大きいテーブルの上に置いてあるブラウン管の映像は、メインの映像を紐解くヒントのようなものになっています。メインの映像と反対側の壁にあるマケットは、かつてそこが桑畑だった頃のものと、事務所がスーパーマーケットだった頃の1階と2階の模型になっていて、祖父母に図面を書いてもらって私が粘土で再現しました。窓際の小さいブラウン管にはそのマケットが少し登場していて、事務所の横にあるお地蔵さんにまつわる私の日記のような映像になっています。

《ビデオインフォレクチャー》
2025/シングルチャンネル・映像/3分54秒

《Boring prosessのドローイング》
2025/紙に鉛筆・水彩

《Excuse》
2025/シングルチャンネル・映像/1分20秒

左から《記憶模型-a》《記憶模型-b》《記憶模型-c》
2025/未焼成粘土・油粘土

--粘土は作品によく使われるのでしょうか。


菅野:粘土は日常的によく使っています。ドローイングとか下書きとか、地図っていう名目だったら絵を描けるんですけど、キャンバスを貼っちゃうとプレッシャーにやられて全然絵が描けなくなっちゃうんです。それと同じで粘土も焼いちゃうともう戻せないので、焼かずに未焼成粘土のままにしています。
祖母とは普段からお買い物や病院の付き添いで週に一回は会うのですが、改めて昔の話を聞くことは結構、照れくさくて。だから話を聞く時に夫に間に入ってもらって、夫という他者を利用して祖母から話を聞くきっかけを作りました。そうすると祖母の語り口もいつもと違ったり、話が波に乗ったりして、いつもと違うディテールが話から出てくる。それも面白かったですね。

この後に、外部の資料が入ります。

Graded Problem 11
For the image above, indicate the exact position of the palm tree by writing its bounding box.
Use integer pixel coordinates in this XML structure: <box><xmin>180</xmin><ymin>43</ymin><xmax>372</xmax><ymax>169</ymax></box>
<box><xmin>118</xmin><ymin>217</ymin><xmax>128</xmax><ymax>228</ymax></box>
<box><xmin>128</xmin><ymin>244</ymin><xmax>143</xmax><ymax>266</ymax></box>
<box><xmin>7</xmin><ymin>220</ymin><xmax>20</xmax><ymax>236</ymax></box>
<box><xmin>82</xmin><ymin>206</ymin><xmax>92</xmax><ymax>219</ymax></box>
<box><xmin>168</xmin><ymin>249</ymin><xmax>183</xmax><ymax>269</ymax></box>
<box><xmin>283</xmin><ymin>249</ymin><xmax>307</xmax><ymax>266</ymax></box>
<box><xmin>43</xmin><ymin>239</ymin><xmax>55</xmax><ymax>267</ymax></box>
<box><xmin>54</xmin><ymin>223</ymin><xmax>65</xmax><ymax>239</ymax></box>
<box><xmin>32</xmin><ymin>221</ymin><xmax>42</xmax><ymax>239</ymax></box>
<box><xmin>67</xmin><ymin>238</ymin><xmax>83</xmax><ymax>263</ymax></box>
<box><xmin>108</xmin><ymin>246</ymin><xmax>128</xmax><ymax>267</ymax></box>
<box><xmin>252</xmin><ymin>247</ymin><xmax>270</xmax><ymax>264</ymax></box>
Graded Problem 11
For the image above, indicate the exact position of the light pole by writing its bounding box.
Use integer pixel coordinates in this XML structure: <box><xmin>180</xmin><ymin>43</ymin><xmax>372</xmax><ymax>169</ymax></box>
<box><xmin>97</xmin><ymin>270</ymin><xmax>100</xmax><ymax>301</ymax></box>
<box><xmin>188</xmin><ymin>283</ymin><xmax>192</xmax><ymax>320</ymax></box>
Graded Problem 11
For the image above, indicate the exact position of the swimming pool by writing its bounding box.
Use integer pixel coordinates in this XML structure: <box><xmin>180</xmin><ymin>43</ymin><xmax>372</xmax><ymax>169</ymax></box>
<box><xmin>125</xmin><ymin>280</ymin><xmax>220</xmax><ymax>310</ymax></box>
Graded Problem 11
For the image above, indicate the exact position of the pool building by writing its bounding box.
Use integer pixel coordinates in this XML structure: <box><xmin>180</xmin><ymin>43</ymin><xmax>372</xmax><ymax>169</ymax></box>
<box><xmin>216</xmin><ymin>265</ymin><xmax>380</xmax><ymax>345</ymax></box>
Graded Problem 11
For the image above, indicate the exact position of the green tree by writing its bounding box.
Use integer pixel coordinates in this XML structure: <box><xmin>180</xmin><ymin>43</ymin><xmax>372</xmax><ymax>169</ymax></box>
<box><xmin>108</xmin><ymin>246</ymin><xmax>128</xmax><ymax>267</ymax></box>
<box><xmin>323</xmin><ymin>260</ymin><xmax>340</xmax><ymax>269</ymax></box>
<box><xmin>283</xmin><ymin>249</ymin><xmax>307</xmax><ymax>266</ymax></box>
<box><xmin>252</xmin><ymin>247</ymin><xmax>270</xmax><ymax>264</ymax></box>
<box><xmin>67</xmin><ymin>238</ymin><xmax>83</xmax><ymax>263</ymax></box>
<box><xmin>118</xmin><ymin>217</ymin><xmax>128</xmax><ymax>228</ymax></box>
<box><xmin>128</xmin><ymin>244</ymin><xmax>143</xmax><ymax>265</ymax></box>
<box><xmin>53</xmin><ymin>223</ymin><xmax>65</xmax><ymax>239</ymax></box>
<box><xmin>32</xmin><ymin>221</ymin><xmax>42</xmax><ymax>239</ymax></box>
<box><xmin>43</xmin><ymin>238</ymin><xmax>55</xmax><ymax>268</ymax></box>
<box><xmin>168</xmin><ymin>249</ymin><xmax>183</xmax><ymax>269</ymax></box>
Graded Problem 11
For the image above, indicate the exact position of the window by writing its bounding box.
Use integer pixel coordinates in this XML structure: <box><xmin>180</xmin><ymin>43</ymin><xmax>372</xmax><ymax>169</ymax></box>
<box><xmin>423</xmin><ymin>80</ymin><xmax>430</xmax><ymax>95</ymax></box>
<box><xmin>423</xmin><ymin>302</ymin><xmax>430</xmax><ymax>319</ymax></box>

--余談ですが、片付けをしたあとは事務所はどうなるのでしょうか。


菅野:建物自体は今のところ祖母の持ち家なので、なんとか整理して自分のアトリエとして使えたらなぁと目論んでいます。大学を卒業した後のアトリエがなくて、卒業前の2月ぐらいに急にそこを整理して使えないかなと考え始めたことがこの作品のきっかけでした。


--過去の作品の話も少し聞かせていただきたいです。


菅野:「未踏のツアー」という作品は福島県の西会津がテーマの展覧会のために作った作品です。出展されていた他の作家さんは、現地に住んでいる人や何度か行ったことがある人だったのですが、それに対して私は一度も行ったことがありませんでした。コロナ禍だったこともあり、その状況でどういったことができるか考えた上で、現地に行かずに西会津をリサーチして作品を制作することにしました。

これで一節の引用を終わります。